I have someone preparing some of them for the Fashion Institute of Design and Merchandising Museum in Los Angeles.

Will they be exhibited at FIDM?

I think so. That’s what they’re asking for. I don’t know whether they have the space. Some of the dresses and skirts are quite big, but if they want them, they can have them.

How does it feel to be nominated for an Oscar for a third time?

The first time was odd and it is odd. You kind of think, “I wonder how?” But I’m thrilled. It’s nice because the people voting for it are your peers. They know the job, they know how challenging it can be, and they recognize it. There was some great work this year. It’s great to be part of that.

It’s not often that a film that’s still in limited release gets an Oscar nomination.

It is quite incredible. That’s why I didn’t quite understand the nomination.

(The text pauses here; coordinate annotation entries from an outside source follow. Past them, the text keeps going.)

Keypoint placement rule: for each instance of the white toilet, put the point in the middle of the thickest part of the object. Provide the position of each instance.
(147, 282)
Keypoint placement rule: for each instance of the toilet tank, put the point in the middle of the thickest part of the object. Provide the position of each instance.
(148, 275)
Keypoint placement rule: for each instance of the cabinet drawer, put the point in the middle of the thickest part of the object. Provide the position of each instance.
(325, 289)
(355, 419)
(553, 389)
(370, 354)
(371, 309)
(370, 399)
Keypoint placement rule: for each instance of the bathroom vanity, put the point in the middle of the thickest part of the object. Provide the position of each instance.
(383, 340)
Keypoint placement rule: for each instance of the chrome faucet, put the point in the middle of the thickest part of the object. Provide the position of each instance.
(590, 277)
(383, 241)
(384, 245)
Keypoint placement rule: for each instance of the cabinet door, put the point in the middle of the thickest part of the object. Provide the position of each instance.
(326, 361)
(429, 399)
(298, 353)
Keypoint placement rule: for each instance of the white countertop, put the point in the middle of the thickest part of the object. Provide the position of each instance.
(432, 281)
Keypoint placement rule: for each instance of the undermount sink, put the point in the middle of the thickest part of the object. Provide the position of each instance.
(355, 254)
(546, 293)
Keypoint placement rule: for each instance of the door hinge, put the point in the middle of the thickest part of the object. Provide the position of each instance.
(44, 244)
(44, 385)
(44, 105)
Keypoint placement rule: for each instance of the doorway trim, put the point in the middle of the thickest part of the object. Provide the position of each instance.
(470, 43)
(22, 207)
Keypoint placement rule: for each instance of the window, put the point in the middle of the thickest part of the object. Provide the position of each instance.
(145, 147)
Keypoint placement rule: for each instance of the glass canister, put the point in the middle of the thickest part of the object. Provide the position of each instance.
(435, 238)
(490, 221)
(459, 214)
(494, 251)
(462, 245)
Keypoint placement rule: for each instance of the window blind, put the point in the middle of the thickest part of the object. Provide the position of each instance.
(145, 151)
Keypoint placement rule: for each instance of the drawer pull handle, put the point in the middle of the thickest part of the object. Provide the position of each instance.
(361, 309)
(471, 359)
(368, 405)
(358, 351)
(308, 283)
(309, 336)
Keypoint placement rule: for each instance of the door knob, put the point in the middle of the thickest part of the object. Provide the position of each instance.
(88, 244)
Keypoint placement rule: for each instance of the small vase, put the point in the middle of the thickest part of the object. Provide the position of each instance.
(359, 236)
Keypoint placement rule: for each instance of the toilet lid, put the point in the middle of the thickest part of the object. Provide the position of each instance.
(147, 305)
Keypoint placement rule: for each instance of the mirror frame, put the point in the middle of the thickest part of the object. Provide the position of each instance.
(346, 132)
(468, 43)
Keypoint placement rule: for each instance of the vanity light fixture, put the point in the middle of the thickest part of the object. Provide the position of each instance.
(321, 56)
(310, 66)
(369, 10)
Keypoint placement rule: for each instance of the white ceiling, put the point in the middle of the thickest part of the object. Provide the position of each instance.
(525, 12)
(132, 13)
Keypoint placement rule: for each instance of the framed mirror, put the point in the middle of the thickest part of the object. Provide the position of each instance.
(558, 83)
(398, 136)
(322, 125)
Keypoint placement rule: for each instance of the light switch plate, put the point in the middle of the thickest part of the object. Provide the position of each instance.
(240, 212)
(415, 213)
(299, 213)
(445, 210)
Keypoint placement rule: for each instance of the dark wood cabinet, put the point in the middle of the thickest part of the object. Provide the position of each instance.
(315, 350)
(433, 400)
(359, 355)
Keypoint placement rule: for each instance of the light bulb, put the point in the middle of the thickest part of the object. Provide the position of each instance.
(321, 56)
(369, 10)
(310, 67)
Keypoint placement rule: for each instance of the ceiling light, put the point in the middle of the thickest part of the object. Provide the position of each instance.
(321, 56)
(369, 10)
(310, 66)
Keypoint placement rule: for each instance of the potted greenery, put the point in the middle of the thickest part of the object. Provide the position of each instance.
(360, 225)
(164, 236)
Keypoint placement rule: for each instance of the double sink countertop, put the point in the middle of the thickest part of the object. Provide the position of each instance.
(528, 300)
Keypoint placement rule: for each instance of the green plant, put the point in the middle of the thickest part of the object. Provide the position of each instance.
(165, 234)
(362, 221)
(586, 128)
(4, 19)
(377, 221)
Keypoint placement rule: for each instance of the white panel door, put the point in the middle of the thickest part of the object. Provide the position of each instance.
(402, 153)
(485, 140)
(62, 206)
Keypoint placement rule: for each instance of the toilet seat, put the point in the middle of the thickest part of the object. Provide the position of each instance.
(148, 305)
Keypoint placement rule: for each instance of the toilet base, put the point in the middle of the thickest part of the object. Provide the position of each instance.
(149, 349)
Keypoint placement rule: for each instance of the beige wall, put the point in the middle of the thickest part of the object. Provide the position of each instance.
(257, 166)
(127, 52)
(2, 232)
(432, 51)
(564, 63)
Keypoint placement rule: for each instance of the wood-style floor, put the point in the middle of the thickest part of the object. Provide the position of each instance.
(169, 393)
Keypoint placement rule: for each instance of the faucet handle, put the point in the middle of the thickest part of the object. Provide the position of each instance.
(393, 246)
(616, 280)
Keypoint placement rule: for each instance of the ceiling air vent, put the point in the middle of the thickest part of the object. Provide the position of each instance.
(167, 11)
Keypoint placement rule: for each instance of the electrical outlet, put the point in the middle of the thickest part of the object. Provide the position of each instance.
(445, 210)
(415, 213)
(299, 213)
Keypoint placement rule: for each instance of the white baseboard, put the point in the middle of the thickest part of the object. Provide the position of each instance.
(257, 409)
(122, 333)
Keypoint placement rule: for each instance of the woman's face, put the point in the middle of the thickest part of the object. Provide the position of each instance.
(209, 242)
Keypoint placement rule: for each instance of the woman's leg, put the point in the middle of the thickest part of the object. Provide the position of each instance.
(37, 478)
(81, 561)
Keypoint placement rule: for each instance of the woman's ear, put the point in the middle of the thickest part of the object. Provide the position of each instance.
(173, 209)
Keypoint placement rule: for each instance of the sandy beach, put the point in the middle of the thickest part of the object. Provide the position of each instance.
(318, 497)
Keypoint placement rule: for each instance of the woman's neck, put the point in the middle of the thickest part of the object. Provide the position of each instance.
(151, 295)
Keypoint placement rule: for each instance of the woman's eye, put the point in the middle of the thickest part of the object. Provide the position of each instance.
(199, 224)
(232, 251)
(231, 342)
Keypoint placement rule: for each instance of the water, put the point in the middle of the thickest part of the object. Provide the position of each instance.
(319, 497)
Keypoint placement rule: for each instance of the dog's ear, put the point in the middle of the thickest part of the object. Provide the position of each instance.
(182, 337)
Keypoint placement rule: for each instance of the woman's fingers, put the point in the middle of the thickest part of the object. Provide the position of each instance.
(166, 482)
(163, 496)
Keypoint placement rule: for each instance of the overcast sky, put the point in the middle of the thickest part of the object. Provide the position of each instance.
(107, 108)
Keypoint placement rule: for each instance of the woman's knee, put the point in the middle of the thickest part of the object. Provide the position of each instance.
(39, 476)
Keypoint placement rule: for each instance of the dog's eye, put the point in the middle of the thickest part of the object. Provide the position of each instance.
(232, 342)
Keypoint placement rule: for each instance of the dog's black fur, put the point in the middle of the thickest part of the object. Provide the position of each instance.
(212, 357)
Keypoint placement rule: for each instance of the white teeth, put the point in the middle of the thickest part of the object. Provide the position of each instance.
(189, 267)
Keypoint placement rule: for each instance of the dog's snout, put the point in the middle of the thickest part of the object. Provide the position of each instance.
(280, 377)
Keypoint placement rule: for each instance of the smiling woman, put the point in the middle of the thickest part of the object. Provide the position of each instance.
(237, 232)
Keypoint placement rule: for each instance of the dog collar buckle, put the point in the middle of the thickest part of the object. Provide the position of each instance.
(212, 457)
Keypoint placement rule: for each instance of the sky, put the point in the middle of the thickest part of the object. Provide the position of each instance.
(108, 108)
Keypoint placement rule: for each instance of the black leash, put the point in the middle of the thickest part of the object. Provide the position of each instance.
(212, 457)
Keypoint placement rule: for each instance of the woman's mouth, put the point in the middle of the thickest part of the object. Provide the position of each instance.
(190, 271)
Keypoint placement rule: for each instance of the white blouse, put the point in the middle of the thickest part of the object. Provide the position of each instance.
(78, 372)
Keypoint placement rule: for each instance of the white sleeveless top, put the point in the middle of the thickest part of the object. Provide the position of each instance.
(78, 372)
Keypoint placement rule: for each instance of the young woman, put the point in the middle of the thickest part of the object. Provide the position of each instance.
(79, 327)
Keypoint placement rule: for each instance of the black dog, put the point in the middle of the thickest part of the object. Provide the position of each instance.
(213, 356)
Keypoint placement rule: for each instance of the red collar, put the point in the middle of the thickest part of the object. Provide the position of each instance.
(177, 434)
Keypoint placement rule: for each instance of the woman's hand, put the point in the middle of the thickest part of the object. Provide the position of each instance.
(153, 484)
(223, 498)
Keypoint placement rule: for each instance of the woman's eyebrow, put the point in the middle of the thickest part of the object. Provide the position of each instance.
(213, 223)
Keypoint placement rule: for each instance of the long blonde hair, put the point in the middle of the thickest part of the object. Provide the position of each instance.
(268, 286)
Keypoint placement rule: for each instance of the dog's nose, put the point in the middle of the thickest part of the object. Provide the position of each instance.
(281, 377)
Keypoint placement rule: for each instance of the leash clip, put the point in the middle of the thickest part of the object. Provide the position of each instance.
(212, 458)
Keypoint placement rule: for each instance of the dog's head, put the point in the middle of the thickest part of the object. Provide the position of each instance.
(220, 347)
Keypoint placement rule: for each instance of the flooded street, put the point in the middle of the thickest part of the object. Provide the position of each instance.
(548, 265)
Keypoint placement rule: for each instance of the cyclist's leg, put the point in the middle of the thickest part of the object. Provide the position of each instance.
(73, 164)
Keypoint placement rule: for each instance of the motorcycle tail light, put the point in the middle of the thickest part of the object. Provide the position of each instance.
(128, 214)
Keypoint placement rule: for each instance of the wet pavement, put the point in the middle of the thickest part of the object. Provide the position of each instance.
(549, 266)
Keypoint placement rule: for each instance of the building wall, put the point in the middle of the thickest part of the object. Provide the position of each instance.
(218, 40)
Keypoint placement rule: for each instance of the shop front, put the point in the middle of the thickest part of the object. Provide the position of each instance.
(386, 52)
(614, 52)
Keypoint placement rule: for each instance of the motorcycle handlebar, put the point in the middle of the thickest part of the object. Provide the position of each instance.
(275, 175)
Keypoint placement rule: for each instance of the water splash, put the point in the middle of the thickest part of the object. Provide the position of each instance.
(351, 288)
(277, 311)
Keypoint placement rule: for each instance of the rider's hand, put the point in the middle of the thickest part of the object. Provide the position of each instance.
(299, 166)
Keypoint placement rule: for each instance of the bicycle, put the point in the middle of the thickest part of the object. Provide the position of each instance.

I know that people get screeners and they go to screenings. It hasn’t even opened in the UK yet. I know that all the films get released around that time with that purpose, but a small, period film like ours about an intimate story? It’s not going for massive audiences. There are so many other films around that have seen and could have recognized.

Have you seen the other films that are nominated for the costume designer Oscar?

I’ve seen two of them so far, The Grandmaster and American Hustle, which were both fantastic. You watch them and think, “That’s amazing!” It’s important that the quality and standard of costumes in film is high.

Do you have your tuxedo ready for the show?

People try to offer you something to wear, [but] I have a tuxedo that I had made for me. I don’t get to wear it that often.